I would also hit the library for books on storage and living within small spaces. There are many nice ones out there that have great ideas--some are specific to kid spaces. 

As a former NYC resident I got used to making the most of space without things looking cluttered and tacky. First mantra is all space is fair game! Even though your challenge is a space for kids, look into City space kinds of books. 

The IKEA catalog has some ideas for kids rooms and spaces. Is there a closet or storage specialty company near you? You might look online. 

Be open to building in things rather than buying retail furniture. You may find a cabinetmaker actually cheaper and you can get things like desks that fold or roll out of the way, stacking beds, underbed storage, etc. that will look great. I guarantee you you are not currently using the space between the wall studs for much? You can put some nice shelves in their for kid collectibles and so forth. 

Think about working with an interior designer that does kid spaces. You might be pleasantly surprised to find they can get exactly what you want, know good resources for making things, and from my experience end up costing less than trying to buy things retail yourself. And they are fun to work with.

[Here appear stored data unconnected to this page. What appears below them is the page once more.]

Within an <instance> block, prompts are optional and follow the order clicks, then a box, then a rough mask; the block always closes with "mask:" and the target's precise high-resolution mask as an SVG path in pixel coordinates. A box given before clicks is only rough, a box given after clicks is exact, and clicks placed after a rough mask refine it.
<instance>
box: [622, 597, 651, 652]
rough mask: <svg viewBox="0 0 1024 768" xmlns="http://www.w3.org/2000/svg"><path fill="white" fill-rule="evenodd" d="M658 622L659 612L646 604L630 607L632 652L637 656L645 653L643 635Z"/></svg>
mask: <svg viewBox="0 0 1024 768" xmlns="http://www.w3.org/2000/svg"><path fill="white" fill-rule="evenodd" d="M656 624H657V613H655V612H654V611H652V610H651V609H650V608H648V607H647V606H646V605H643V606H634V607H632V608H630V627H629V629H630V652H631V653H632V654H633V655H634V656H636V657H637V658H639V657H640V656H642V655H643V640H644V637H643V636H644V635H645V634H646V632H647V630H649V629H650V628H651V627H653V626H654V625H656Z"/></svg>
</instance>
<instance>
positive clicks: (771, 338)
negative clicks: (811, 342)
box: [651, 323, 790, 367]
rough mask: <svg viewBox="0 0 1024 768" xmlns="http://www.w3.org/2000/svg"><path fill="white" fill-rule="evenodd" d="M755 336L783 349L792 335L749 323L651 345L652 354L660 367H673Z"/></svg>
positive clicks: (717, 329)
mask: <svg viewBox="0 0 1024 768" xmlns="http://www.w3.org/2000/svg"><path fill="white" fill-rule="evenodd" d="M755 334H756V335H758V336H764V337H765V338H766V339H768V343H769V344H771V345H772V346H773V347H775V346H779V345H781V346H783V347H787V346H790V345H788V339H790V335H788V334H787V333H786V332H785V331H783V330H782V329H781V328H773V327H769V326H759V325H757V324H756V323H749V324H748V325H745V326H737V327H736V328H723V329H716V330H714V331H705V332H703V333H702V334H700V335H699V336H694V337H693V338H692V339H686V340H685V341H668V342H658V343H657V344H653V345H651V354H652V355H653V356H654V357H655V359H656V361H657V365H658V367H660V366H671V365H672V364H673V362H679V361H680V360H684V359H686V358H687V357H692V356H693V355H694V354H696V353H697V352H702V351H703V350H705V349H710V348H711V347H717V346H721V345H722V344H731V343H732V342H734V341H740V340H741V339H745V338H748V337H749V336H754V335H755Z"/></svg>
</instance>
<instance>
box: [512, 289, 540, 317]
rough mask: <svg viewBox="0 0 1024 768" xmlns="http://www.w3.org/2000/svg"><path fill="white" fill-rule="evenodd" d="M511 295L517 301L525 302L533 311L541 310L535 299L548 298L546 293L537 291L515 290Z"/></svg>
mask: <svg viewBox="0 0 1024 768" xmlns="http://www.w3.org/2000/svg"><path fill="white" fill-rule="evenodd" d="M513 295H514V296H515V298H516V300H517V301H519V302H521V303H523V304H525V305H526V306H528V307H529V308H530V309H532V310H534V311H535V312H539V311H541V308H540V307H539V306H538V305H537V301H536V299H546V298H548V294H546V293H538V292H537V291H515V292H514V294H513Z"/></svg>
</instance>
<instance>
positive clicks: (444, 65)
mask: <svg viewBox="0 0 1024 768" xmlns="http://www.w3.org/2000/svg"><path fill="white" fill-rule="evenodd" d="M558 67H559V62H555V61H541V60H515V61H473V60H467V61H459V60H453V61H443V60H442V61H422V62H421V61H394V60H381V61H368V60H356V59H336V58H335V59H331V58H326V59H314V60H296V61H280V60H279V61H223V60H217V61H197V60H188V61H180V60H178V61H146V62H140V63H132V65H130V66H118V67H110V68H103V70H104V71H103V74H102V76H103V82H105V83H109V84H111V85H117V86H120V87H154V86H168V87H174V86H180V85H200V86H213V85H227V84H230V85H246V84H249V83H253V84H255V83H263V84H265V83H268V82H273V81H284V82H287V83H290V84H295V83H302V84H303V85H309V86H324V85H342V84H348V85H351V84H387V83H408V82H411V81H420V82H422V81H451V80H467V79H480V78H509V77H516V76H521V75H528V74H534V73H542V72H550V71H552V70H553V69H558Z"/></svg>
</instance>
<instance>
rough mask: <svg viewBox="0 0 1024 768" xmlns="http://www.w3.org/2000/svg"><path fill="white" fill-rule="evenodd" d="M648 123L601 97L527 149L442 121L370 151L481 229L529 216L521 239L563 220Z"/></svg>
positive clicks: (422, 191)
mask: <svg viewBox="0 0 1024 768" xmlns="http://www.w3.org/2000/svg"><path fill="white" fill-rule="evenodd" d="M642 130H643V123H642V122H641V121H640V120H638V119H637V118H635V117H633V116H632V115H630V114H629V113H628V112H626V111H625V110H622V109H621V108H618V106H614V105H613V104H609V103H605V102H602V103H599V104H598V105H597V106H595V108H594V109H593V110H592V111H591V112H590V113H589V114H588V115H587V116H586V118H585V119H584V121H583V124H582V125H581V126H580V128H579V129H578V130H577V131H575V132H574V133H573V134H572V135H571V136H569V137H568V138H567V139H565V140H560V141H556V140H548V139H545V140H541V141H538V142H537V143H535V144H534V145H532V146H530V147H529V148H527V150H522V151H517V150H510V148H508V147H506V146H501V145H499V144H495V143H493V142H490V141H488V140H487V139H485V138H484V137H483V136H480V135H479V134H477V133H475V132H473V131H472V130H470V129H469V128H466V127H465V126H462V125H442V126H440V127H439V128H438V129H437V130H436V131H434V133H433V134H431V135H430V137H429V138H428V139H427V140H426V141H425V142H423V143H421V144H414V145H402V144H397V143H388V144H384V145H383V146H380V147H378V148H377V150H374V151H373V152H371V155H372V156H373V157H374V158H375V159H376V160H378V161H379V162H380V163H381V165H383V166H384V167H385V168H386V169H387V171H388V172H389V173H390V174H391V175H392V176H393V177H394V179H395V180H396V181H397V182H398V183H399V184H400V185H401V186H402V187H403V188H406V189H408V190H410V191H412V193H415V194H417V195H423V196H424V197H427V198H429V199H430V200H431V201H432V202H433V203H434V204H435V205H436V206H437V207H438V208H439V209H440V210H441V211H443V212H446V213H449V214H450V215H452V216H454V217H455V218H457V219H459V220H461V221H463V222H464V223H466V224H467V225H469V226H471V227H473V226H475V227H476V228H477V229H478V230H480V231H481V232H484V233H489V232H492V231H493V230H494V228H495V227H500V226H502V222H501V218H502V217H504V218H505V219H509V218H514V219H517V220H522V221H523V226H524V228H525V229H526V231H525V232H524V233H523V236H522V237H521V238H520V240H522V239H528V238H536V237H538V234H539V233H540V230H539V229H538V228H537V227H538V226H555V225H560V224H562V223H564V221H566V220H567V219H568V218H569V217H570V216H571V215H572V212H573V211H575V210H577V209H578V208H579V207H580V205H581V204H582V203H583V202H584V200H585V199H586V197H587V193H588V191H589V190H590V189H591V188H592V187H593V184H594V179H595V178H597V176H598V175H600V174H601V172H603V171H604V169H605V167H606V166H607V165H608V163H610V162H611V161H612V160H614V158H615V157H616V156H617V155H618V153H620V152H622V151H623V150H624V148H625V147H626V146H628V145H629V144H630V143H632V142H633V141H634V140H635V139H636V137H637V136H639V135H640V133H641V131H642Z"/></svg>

Involve the kids. Remember they will quickly grow out of whatever so do not make it too permanent and inflexible. Meanwhile there is nothing worse than kid furniture and design that does not fit.


----------



## KevinPh (May 25, 2012)

There are a number of online floor planners that are good for any room. I encourage you to think vertically. Placing shelving or cabinets 1.5 - 2 ft. below the ceiling can give fantastic storage space for items not used very often. Keep in mind that you may then need a tall chair or small step ladder. I lined both walls of a 6 ft. x 8 ft. office this way with fantastic results.


----------